AT&T will begin field trials of its 5G wireless technologies later this summer after conducting extensive lab development and testing with several partners in the second quarter of 2016.
The company unveiled its 5G roadmap and testing plans in a Feb. 11 announcement as it continues to work on the creation of its next-generation wireless network across the nation.
As the trials move closer, AT&T said it will partner with Ericsson and Intel in its labs starting in the second quarter to work on the project. Field tests of the 5G systems are expected to begin in Austin, Texas, to provide wireless connectivity to fixed locations there before the end of 2016, the company stated. The trials will help AT&T guide its own contributions toward emerging 5G standards and set the stage for widespread commercial and mobile availability once those standards are established.
When completed, 5G wireless systems are expected to deliver speeds 10 to 100 times faster than the average 4G LTE connections of today, according to AT&T. Speeds will be measured in gigabits per second, rather than in megabits per second, meaning at 1 gigabit per second a user could download a TV show in less than 3 seconds.
“New experiences like virtual reality, self-driving cars, robotics, smart cities and more are about to test networks like never before,” John Donovan, chief strategy officer and group president of AT&T technology and operations, said in a statement. “These technologies will be immersive, pervasive and responsive to customers. 5G will help make them a reality.”
AT&T is working on technologies including millimeter waves, network functions virtualization (NFV) and software-defined networking (SDN) to help it build its 5G network plans, the company stated.
5G is needed as consumers and business users continue to demand more and more data capacity, with data traffic growing on AT&T’s wireless network by more than 150,000 percent from 2007 to 2015, driven largely by video, the company said.
International standards for 5G networks are still in the works by international standards body 3GPP (3rd Generation Partner Project)—which gave the go-ahead to the 4G LTE standard. In March 2015, the 3GPP rolled out a tentative timeline for 5G that doesn’t show a standard for the technology being approved until 2020, though that hasn’t stopped networking technology vendors and component makers from making moves to embrace 5G.
AT&T is monitoring the developing standards so it can meet or exceed them as they are finalized.

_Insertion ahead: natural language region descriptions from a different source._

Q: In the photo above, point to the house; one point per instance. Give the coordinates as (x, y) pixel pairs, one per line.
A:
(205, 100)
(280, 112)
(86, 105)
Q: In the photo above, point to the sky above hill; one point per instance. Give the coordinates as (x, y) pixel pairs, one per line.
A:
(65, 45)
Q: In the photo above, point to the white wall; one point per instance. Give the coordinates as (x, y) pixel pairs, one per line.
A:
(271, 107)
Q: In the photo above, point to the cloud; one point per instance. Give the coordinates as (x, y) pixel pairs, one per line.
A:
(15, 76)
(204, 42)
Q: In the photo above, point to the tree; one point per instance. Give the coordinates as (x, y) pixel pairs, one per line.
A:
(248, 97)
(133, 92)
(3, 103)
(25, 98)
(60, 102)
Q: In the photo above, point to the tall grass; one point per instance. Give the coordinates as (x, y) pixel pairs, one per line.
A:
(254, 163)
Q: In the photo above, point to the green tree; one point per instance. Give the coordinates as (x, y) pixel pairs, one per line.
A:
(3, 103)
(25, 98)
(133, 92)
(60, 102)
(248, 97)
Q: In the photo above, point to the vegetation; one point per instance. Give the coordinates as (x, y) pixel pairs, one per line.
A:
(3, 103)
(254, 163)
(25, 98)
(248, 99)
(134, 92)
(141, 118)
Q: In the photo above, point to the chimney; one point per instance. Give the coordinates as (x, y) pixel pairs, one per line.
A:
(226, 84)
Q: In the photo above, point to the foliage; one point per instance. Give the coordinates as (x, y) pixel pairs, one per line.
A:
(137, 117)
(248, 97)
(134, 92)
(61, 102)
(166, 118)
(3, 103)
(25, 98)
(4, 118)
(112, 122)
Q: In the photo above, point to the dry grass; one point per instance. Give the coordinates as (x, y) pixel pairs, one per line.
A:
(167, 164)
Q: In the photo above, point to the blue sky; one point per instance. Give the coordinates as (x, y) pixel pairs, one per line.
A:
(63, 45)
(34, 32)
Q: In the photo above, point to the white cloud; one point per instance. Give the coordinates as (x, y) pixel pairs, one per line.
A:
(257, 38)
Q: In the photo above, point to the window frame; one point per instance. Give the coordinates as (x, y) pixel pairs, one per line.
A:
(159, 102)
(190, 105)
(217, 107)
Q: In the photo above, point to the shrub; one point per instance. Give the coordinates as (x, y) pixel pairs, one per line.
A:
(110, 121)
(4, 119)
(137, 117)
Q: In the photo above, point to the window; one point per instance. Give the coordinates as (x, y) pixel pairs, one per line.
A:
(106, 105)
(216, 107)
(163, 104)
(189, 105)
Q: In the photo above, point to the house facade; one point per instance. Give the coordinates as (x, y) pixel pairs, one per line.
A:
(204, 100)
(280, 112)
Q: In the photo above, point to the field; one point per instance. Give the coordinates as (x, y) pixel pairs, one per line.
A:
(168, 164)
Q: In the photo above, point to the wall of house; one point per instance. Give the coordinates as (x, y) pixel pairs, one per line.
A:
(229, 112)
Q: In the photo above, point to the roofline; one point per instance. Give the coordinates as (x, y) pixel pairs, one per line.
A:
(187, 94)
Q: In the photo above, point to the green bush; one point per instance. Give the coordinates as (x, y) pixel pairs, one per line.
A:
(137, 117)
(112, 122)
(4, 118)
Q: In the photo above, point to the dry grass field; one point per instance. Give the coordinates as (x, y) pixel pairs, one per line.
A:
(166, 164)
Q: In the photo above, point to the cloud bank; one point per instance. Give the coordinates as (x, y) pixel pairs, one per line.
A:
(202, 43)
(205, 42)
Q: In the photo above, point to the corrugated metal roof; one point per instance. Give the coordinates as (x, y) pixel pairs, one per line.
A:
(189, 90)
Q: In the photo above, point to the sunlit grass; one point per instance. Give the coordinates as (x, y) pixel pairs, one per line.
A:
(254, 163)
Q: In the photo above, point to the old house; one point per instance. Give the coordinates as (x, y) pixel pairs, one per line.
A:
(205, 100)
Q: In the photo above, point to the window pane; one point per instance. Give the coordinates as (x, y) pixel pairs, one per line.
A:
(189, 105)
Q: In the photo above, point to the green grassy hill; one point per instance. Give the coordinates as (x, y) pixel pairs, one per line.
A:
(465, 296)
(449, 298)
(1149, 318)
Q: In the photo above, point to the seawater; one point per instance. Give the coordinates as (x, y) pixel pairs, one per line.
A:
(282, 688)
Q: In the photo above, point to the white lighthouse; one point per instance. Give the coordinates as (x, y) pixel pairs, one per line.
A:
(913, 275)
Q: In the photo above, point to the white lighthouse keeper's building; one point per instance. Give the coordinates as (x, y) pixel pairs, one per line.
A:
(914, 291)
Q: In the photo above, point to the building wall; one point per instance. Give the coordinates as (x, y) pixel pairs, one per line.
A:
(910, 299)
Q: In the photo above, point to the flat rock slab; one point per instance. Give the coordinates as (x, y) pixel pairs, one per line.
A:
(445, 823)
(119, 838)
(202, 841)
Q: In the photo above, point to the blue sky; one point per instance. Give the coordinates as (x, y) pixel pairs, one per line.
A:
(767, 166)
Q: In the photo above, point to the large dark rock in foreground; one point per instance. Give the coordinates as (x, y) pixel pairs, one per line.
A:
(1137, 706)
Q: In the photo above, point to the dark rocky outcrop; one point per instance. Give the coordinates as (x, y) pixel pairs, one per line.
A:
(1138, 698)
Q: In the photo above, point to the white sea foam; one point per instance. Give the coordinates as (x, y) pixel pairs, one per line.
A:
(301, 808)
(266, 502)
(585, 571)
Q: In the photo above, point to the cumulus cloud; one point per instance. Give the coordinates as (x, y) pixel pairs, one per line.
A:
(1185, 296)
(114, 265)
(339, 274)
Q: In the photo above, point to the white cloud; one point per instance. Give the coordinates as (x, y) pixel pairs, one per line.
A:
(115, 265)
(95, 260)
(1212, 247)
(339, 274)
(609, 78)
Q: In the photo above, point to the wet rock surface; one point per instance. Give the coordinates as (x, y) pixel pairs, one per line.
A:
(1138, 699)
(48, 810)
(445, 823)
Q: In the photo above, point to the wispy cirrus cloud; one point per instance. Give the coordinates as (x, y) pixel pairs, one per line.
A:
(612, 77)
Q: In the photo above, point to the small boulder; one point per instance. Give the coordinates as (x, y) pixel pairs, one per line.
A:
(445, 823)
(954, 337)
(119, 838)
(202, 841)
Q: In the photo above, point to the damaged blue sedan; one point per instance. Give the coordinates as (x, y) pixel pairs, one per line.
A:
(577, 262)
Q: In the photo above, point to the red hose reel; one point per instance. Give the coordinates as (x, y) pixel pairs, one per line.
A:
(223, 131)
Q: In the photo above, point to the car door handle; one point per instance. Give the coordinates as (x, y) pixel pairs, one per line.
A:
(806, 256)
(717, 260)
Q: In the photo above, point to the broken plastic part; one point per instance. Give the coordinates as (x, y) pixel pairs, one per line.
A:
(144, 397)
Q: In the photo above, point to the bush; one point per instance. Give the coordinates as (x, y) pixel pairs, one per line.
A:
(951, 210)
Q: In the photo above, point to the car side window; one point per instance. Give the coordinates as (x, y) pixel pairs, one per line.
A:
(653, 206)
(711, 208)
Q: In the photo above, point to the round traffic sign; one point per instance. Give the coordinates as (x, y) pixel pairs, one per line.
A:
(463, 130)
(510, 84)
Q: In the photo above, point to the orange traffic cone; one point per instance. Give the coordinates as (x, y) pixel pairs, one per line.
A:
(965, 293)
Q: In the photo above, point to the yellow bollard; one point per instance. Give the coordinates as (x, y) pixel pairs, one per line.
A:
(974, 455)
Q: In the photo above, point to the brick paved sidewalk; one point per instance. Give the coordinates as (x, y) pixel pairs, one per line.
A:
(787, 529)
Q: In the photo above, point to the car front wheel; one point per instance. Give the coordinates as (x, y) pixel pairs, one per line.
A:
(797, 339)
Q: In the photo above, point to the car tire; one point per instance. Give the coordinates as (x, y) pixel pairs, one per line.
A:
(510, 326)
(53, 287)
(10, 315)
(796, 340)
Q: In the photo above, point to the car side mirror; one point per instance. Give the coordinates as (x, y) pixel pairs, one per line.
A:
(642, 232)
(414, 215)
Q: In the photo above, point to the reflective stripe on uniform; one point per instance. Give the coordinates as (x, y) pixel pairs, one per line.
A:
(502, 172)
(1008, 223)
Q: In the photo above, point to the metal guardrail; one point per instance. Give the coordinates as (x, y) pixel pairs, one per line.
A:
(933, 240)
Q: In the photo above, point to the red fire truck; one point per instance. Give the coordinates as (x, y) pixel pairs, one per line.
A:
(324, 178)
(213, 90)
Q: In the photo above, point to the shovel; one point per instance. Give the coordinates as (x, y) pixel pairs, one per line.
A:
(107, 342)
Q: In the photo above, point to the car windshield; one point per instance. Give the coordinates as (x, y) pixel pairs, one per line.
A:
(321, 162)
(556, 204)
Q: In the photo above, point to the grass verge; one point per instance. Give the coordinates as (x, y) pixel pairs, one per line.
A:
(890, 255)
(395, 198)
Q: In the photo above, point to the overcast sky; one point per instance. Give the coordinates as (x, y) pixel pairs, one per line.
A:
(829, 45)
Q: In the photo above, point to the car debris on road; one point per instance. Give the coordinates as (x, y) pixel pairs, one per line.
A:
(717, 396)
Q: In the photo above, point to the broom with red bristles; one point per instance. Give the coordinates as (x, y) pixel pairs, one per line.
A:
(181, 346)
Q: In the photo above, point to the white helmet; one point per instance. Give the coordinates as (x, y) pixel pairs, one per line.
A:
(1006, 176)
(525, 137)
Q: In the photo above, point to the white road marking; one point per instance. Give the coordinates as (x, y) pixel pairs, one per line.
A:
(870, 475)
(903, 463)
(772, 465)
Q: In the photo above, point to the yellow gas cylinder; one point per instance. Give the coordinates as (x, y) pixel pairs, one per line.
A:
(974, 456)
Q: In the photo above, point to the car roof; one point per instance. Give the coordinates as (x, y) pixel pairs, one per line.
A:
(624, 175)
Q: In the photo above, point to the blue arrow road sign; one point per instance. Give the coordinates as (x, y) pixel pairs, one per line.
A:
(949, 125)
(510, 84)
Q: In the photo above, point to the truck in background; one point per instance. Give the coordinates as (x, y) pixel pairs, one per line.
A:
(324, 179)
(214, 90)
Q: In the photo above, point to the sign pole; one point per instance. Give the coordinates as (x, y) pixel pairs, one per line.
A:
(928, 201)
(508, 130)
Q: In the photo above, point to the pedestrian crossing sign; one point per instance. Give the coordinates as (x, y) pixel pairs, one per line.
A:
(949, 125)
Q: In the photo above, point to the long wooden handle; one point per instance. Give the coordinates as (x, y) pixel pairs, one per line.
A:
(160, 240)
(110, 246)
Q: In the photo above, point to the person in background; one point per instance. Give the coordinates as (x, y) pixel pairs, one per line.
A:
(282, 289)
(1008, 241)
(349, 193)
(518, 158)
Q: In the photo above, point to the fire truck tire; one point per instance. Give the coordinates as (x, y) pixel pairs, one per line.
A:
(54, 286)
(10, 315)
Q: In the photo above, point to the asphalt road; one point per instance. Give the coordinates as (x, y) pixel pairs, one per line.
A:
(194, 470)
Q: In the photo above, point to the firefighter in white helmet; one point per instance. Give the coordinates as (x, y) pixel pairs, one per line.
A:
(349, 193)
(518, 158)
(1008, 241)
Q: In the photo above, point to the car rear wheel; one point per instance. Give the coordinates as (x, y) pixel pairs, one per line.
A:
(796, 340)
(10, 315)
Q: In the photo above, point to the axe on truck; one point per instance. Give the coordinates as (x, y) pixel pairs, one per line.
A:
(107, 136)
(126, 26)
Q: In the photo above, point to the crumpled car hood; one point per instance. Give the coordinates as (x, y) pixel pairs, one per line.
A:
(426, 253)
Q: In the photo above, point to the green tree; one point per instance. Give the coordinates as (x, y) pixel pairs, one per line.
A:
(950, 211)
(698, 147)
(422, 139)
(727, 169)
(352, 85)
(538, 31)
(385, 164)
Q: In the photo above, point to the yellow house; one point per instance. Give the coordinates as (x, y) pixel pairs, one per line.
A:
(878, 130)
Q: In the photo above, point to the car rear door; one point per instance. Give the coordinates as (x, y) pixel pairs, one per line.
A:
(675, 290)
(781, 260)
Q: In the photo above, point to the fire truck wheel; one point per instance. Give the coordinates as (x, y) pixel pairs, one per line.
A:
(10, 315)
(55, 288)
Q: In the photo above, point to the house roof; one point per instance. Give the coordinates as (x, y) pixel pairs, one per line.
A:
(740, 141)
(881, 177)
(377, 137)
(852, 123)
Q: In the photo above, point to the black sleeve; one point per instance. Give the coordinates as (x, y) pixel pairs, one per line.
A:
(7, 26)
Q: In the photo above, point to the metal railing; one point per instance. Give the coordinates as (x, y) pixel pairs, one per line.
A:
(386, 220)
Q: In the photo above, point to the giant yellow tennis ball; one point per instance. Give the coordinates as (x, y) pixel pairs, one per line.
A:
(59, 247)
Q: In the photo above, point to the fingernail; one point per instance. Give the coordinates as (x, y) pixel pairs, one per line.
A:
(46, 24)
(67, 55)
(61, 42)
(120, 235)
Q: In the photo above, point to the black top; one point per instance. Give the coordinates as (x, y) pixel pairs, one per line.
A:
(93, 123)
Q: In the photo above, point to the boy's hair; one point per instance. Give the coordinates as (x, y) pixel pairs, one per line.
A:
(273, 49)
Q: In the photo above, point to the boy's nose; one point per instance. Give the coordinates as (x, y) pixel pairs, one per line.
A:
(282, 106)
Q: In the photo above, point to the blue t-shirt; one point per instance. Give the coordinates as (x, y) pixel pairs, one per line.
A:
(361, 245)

“AT&T’s 5G field trials will play an important role in ensuring rapid and wide-scale adoption of this next generation mobile technology,” Arun Bansal, senior vice president and head of business unit radio at Ericsson, said in a statement. “5G will impact the entire mobile network—from devices to access and core to cloud—and open up exciting new IoT [Internet of things] applications for consumers and industry, so Ericsson is enabling AT&T to move beyond 5G lab tests to gain a greater understanding of 5G’s potential in their own network environments and markets.”
Wireless competitor Verizon, the nation’s largest carrier, announced its own 5G roadmap and testing plans last September, according to an earlier eWEEK story. Verizon has been working with a range of partners—including networking technology vendors Alcatel-Lucent, Cisco Systems, Ericsson and Nokia Networks and chip makers Qualcomm and Samsung—to test 5G starting this year.
The Verizon and AT&T 5G field trials come as most consumers and businesses are still embracing 4G LTE speeds and networks. 5G is expected to drop the latency of wireless networks into the single milliseconds, which will make them more efficient than today’s networks. It’s also expected to play a significant role in the rapidly growing IoT, as the number of connected devices creating traffic over the world’s wireless networks continues to grow.